Robert’s antics and personality make her a local and later, national celebrity. Thousands of people would visit the Kienzle’s to meet Robert. From swallowing one of Mildred’s diamonds to taking a bath in the broccoli and cream sauce at a dinner party, Robert is always entertaining. Cooper thought this book was sweet and charming and thinks that we should adopt a quail or two. Her favorite part of the book was when Robert proved she was female by laying an egg.

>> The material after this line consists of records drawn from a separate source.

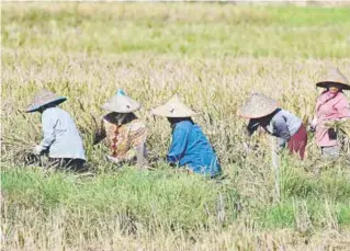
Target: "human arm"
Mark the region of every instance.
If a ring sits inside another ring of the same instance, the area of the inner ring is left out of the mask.
[[[280,148],[285,147],[286,142],[291,139],[291,134],[287,125],[283,118],[273,122],[273,133],[278,137],[278,145]]]
[[[334,107],[340,119],[350,117],[350,103],[346,98],[341,99]]]
[[[185,128],[174,128],[172,133],[172,141],[167,155],[167,161],[171,166],[178,164],[180,159],[183,157],[187,141],[188,141],[188,130]]]
[[[251,118],[247,126],[248,135],[251,136],[260,126],[260,122],[256,118]]]
[[[39,155],[47,150],[56,139],[55,127],[57,124],[57,115],[55,111],[46,110],[42,114],[43,139],[39,145],[34,148],[34,153]]]

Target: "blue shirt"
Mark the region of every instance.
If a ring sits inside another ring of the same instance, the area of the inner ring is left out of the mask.
[[[187,166],[195,173],[210,176],[221,173],[221,166],[212,145],[202,128],[191,121],[182,121],[174,125],[167,160],[179,167]]]
[[[43,150],[50,158],[86,159],[82,140],[71,116],[59,107],[46,109],[42,114]]]

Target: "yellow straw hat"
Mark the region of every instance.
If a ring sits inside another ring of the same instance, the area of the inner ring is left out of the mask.
[[[331,69],[328,73],[316,83],[319,88],[329,88],[329,85],[337,85],[341,90],[350,90],[349,80],[339,69]]]
[[[260,93],[253,93],[237,114],[246,118],[259,118],[273,113],[278,107],[279,104],[275,100]]]
[[[151,114],[163,117],[191,117],[196,115],[194,111],[182,103],[178,95],[172,96],[166,104],[154,109]]]

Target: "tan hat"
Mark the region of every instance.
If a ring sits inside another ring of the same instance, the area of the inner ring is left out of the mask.
[[[191,117],[196,115],[194,111],[182,103],[178,95],[172,96],[166,104],[154,109],[151,114],[163,117]]]
[[[132,113],[140,109],[140,103],[125,95],[124,91],[118,90],[117,93],[109,100],[102,107],[110,112]]]
[[[279,104],[275,100],[260,93],[253,93],[245,106],[238,111],[238,115],[247,118],[259,118],[273,113],[278,107]]]
[[[59,96],[48,90],[41,90],[38,91],[32,104],[26,109],[27,113],[36,112],[38,109],[43,107],[47,104],[60,104],[65,102],[67,99],[65,96]]]
[[[350,90],[349,80],[340,72],[339,69],[331,69],[321,81],[317,82],[316,85],[319,88],[329,88],[335,84],[341,90]]]

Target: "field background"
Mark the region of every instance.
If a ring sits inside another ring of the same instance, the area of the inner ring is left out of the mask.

This month’s book is the bestseller, The Hen Who Dreamed She Could Fly by Sun-mi Hwang.Sprout is a caged hen whose dream is to live with the free range chickens and hatch one of her eggs. When she can no longer lay, the farmer and his wife decide to cull Sprout from the flock. Sprout manages to escape, but is shunned by the other farm animals.
The little hen ends up raising a chick (though not her own) and faces many challenges living life in the wild.
Cooper loved this little gem of a book. She admired Sprout for her bravery and for not giving up even when the odds were against her. She thought the book was touching, and while she teared up on occasion, she would highly recommend this wonderful story of acceptance, love and sacrifice.